# My First Yarn



## Aozora (Jan 13, 2014)

It's a big accomplishment and I wanted to share it in a group where other people understand why I am so proud of it despite some unevenness in size and a lot of slubs. I know when I'm about to make a slub and some of the time I can fix it, so I will get better and more consistent over time.

The wool is Blue Face Leicester, and it has a lovely sheen and softness in the finished yarn. I'm really pleased with how nicely it plied and how much better it looks when it was plied and not just a single.

The pink yarn was dyed with avocado pits. I was aiming for dusty pink and hit the nail on the head the very first time I ever dyed anything. But whoa the smell!

I gave it to my mom as a birthday present, since I don't knit and this yarn is not sturdy enough for weaving. Maybe as a weft.


----------



## stars at night (Mar 12, 2021)

Aozora said:


> It's a big accomplishment and I wanted to share it in a group where other people understand why I am so proud of it despite some unevenness in size and a lot of slubs. I know when I'm about to make a slub and some of the time I can fix it, so I will get better and more consistent over time.
> 
> The wool is Blue Face Leicester, and it has a lovely sheen and softness in the finished yarn.
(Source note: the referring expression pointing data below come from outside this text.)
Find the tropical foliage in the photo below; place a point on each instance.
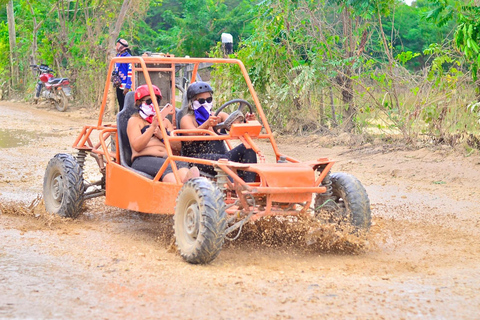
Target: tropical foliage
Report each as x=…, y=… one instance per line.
x=317, y=66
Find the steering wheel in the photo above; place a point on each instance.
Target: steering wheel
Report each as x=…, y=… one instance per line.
x=233, y=117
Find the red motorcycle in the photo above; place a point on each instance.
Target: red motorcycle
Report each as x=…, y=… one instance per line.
x=54, y=90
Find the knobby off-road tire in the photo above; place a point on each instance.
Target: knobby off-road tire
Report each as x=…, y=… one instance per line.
x=351, y=199
x=62, y=104
x=63, y=186
x=199, y=221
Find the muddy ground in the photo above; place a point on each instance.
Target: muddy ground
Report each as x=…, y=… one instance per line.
x=419, y=261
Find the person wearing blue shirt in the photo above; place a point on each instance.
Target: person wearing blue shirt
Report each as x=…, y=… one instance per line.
x=124, y=70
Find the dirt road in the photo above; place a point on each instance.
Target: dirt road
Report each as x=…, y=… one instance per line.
x=421, y=260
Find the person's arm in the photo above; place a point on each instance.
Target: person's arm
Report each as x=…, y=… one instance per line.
x=138, y=140
x=187, y=122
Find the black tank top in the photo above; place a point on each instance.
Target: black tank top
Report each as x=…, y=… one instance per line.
x=190, y=149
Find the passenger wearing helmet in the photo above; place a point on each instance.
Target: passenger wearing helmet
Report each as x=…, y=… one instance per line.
x=146, y=139
x=198, y=115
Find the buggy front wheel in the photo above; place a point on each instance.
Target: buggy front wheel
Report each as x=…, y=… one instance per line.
x=63, y=186
x=199, y=221
x=348, y=202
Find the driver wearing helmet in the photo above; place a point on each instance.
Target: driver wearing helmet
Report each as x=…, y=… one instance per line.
x=146, y=139
x=198, y=115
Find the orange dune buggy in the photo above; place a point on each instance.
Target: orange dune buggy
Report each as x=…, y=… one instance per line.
x=206, y=210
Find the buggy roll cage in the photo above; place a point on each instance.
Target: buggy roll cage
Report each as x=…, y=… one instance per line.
x=245, y=132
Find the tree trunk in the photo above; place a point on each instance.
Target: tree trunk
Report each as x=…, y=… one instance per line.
x=332, y=105
x=346, y=79
x=322, y=109
x=111, y=51
x=13, y=44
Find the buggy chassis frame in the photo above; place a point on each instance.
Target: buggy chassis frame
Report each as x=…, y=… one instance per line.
x=282, y=188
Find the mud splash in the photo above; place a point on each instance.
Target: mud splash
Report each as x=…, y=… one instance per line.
x=304, y=234
x=34, y=212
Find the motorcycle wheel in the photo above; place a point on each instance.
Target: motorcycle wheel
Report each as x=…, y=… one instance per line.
x=62, y=103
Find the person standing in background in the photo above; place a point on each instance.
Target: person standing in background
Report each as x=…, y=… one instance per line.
x=124, y=70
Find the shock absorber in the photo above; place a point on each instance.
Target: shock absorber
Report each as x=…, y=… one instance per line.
x=222, y=179
x=82, y=154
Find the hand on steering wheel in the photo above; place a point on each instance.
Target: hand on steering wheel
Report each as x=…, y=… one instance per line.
x=235, y=116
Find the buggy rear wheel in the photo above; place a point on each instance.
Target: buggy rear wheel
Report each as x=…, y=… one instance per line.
x=63, y=186
x=62, y=103
x=349, y=202
x=199, y=221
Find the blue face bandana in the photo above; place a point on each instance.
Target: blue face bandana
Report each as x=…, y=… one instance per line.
x=201, y=115
x=202, y=112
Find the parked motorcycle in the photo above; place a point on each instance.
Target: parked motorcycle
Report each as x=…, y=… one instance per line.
x=54, y=90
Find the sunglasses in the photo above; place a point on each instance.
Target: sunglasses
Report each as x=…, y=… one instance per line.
x=149, y=101
x=122, y=43
x=202, y=101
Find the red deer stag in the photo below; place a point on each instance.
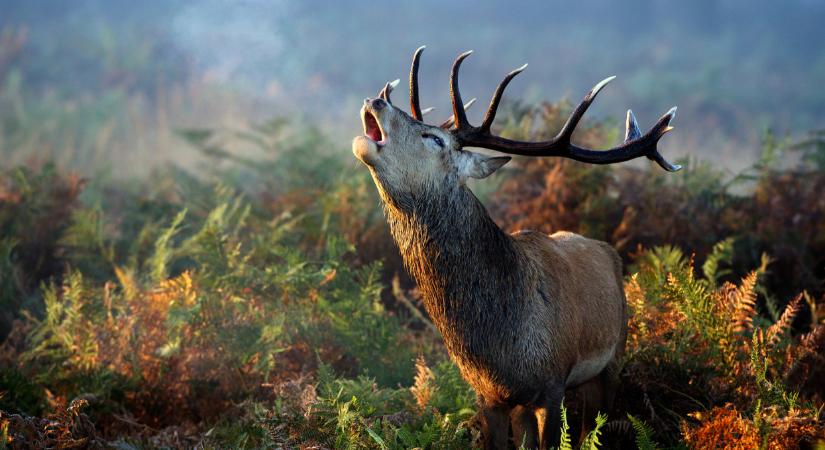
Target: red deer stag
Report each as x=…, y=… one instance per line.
x=525, y=316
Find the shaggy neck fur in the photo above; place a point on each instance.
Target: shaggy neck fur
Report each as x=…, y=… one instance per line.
x=467, y=268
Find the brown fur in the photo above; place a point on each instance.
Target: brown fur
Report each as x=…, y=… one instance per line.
x=524, y=316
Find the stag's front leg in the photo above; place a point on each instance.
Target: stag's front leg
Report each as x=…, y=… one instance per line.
x=523, y=422
x=495, y=422
x=549, y=416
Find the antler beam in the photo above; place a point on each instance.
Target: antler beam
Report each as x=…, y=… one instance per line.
x=635, y=145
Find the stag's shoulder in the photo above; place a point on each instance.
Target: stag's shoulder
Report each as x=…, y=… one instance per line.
x=564, y=245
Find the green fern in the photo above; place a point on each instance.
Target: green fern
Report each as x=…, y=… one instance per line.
x=644, y=434
x=565, y=442
x=591, y=441
x=159, y=261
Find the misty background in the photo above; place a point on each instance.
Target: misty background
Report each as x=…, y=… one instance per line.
x=109, y=83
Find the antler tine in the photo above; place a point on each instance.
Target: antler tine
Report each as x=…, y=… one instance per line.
x=449, y=122
x=460, y=117
x=387, y=90
x=415, y=105
x=635, y=145
x=573, y=121
x=491, y=110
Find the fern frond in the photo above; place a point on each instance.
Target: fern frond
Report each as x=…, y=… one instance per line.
x=591, y=441
x=644, y=434
x=565, y=442
x=778, y=329
x=743, y=307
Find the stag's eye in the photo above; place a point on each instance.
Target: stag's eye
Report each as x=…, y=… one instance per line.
x=435, y=139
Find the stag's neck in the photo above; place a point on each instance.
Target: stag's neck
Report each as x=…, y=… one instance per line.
x=466, y=267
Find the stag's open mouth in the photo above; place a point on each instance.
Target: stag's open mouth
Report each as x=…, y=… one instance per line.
x=372, y=129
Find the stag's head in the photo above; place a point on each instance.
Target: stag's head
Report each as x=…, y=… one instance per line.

I'm really pleased with how nicely it plied and how much better it looks when it was plied and not just a single.
> 
> ...


not bad at all...a lot better than my poor overspun pile of worms for my beginning...relax, it gets better!


----------



## Evons hubby (Oct 3, 2005)

Ahhh nice, but I was looking forward to reading some tall tale about being shipwrecked on a deserted island or something!


----------



## altair (Jul 23, 2011)

^ Hee hee!

I think you did a lovely job and think it'll only get better from here


----------